# Pump Clinic



## Phil65 (Apr 29, 2013)

Attending my first pump clinic on Thursday, don't really know what to expect. I've been pumping for just over 2 years! It might prove interesting to meet other pumpers.


----------



## novorapidboi26 (Apr 29, 2013)

That sounds strange you being on a pump, but not ever being at a clinic.......

Is the clinic you got it from not the pump clinic? How has your progress reviewed?


----------



## Phil65 (Apr 29, 2013)

novorapidboi26 said:


> That sounds strange you being on a pump, but not ever being at a clinic.......
> 
> Is the clinic you got it from not the pump clinic? How has your progress reviewed?



The pump clinic is at the same hospital that I got the pump from.  My diabetes care hasn't changed from MDI to pump, if I had a problem or had any questions I could just call. No great dramas really. ......just wish I could find a decent type of cannula!


----------



## novorapidboi26 (Apr 29, 2013)

So is it different nurses and consultants at the actual pump clinic?


----------



## Phil65 (Apr 29, 2013)

novorapidboi26 said:


> So is it different nurses and consultants at the actual pump clinic?



I think there will be other pumpers, reps from the pump companies and my D nurse, don't think my consultant gets involved.


----------



## tracey w (May 3, 2013)

I attend my pump clinic for me it is same dsn same consultant etc. everything the same its just tat we have to do and bring our basal test results to discuus thats the only difference ive found with pump clinic and diabetic clinic


----------



## Phil65 (May 5, 2013)

it turned into being a bit of a non event, other than having 18 other pumpers present. I didn't take anything away from the clinic other than a spare pump that has been loaned to me to cover emergencies on holiday. They talked about holidays and carb counting.

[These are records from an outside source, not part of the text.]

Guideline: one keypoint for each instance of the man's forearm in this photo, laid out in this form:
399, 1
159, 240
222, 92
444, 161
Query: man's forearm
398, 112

It was worrying to witness a total different level of understanding amongst the pumpers with regards to diabetes.


----------



## Pumper_Sue (May 5, 2013)

novorapidboi26 said:


> That sounds strange you being on a pump, but not ever being at a clinic.......



I don't have a dsn,consultant or a clinic (bliss) My GP is there to sound off to when needed, otherwise I have no contact with any medical peeps at all.


----------



## novorapidboi26 (May 5, 2013)

Pumper_Sue said:


> I don't have a dsn,consultant or a clinic (bliss) My GP is there to sound off to when needed, otherwise I have no contact with any medical peeps at all.




also strange..........

apart from yourself..............who can give you pump specific guidance......


----------



## Northerner (May 5, 2013)

Pumper_Sue said:


> I don't have a dsn,consultant or a clinic (bliss) My GP is there to sound off to when needed, otherwise I have no contact with any medical peeps at all.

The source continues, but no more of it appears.